Around 8am this morning, when we were all tucking into our Coco Pops, an emotional Nick Grimshaw announced on his long running BBC Radio 1 Breakfast Show that he would be stepping down. “This isn’t my forever job”, he poured out live on air.
Speculation began: could this be the moment that a woman would grace the morning airwaves again? It’s been 15 years since the last female Radio 1 breakfast show host, Sara Cox, put her headphones down to allow Chris Moyles to take over. That flame soon dwindled: a few minutes later, Greg James, presenter of Radio 1’s Drivetime show, was confirmed as Nick’s replacement, and vice versa.
And that’s that. It’s like going asking for a double espresso and being given a milky tea. Greg James is safe. His presenting skills are hardly unique or exciting. And to say Radio 1 targets 15-29 year olds from all backgrounds, he’s a 32 year old white man who has been working for the broadcasting company for over 11 years.
Gender shouldn’t come before talent but it’s obvious that the BBC dodged an chance to deliver a fresh, young voice to the airwaves. At a time when the BBC is demanding more female voices to be heard and the inclusion of women on screen as well as off the screen, this was a chance to put their money where their mouth it.

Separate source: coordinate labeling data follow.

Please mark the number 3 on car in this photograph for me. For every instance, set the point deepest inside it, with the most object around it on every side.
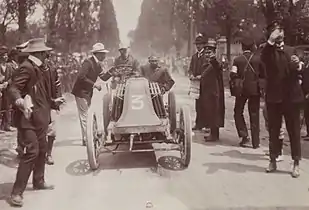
(137, 102)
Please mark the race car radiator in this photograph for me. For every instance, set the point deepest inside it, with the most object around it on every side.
(157, 101)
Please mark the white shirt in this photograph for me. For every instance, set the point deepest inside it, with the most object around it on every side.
(35, 60)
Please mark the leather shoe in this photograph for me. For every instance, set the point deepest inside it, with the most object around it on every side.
(16, 200)
(43, 186)
(295, 172)
(272, 167)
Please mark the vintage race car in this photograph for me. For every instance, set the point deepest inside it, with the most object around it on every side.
(134, 113)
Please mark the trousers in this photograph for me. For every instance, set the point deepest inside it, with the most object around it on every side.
(291, 113)
(33, 160)
(254, 113)
(82, 108)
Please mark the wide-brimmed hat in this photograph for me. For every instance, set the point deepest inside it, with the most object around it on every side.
(36, 45)
(211, 43)
(99, 48)
(123, 46)
(200, 39)
(3, 50)
(22, 46)
(153, 58)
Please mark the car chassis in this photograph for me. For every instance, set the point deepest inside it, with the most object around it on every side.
(134, 113)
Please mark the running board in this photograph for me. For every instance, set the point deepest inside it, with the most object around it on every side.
(139, 150)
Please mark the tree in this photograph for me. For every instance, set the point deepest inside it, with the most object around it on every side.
(108, 32)
(7, 15)
(25, 9)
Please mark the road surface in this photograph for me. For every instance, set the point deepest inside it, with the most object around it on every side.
(220, 176)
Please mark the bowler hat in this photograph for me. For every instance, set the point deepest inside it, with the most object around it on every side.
(275, 24)
(247, 41)
(36, 45)
(99, 47)
(211, 43)
(153, 58)
(200, 40)
(3, 50)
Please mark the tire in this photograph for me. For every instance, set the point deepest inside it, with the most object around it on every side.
(185, 135)
(106, 111)
(93, 142)
(172, 111)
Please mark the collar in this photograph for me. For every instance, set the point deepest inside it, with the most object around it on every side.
(35, 60)
(280, 45)
(95, 58)
(199, 52)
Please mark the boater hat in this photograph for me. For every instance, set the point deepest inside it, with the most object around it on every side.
(99, 47)
(36, 45)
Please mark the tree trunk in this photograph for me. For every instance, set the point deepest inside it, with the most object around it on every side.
(22, 24)
(52, 23)
(228, 39)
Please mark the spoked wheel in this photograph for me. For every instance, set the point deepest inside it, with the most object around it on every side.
(106, 111)
(185, 135)
(172, 111)
(94, 141)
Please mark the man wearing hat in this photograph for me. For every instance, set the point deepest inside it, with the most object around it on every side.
(197, 63)
(31, 94)
(212, 93)
(245, 74)
(155, 73)
(283, 94)
(126, 59)
(6, 71)
(86, 82)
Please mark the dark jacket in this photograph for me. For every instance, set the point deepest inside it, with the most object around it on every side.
(31, 79)
(87, 76)
(282, 78)
(197, 64)
(250, 74)
(159, 75)
(212, 95)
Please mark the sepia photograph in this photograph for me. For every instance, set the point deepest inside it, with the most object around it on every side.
(154, 104)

The BBC has form in protecting male voices on air. In the history of BBC Radio 1 there have only been two female DJs present the breakfast show – Zoe Ball (1997-2000) and Sara Cox (2000-2003). During Cox’s first few months as Radio 1’s breakfast show presenter she achieved 7.8 million listeners, which was at the time Radio 1’s highest listening figures. Cox was a fresh voice, Bolton born and bred, and she brushed off any impression that BBC presenting was only for those who were well spoken. It’s time that BBC Radio 1 controller Ben Cooper had a flick through the broadcaster’s history book.
BBC Radio 1 has missed golden chance to promote the talent of women from all backgrounds, not just those who have been in the music industry before and have turned to radio broadcasting to further their career. It could have been a movement that boosted listening figures and allowed them to return to their glory days of being the angsty teen of the broadcasting industry.

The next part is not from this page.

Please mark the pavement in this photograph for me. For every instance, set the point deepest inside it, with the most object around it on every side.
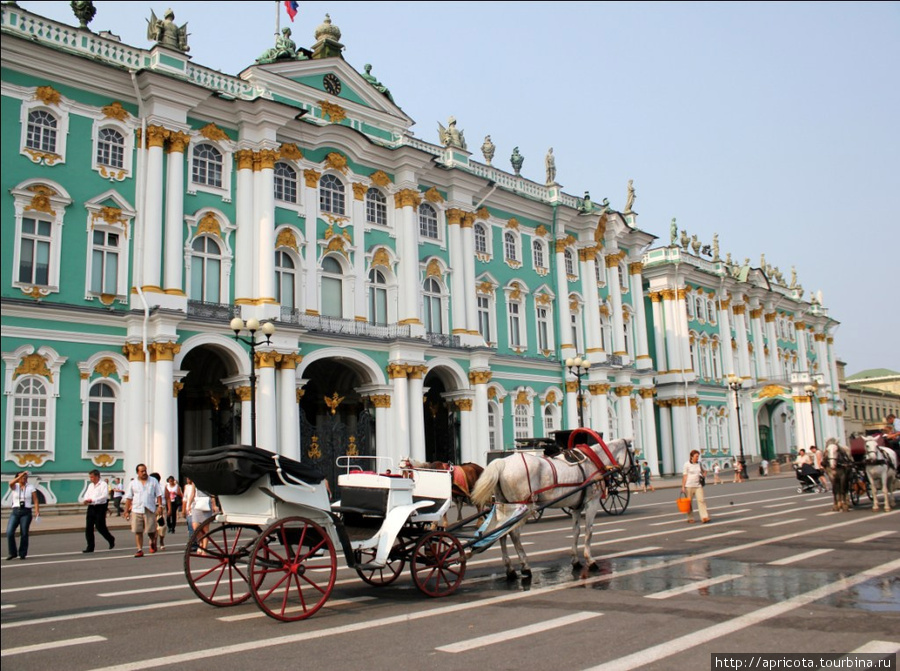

Last year Ben Cooper even admitted “the station needs to regenerate for every generation, like Doctor Who” but it’s clear that it’s not as black and white as that appears to be. In a recent shakeup of new shows and schedules, BBC Radio 1 welcomed a selection of ‘new’ voices. The voices didn’t come from young adults breaking into the broadcasting industry with fresh ideas and sounds, they came from ex Saturdays member Mollie King and reality TV star Scarlett Moffatt. Interestingly enough, the amount of young adults who have trained under the BBC’s work experience and apprenticeship schemes didn’t get a look in.
If the BBC don’t want to play ball with fresh voices and enjoy recycling presenters instead, they should at least consider a voice that is often missed or unheard during the popular slots in the week. Currently, on BBC Radio 1, the station promotes eight female presenters throughout the week compared to the 20 male presenters.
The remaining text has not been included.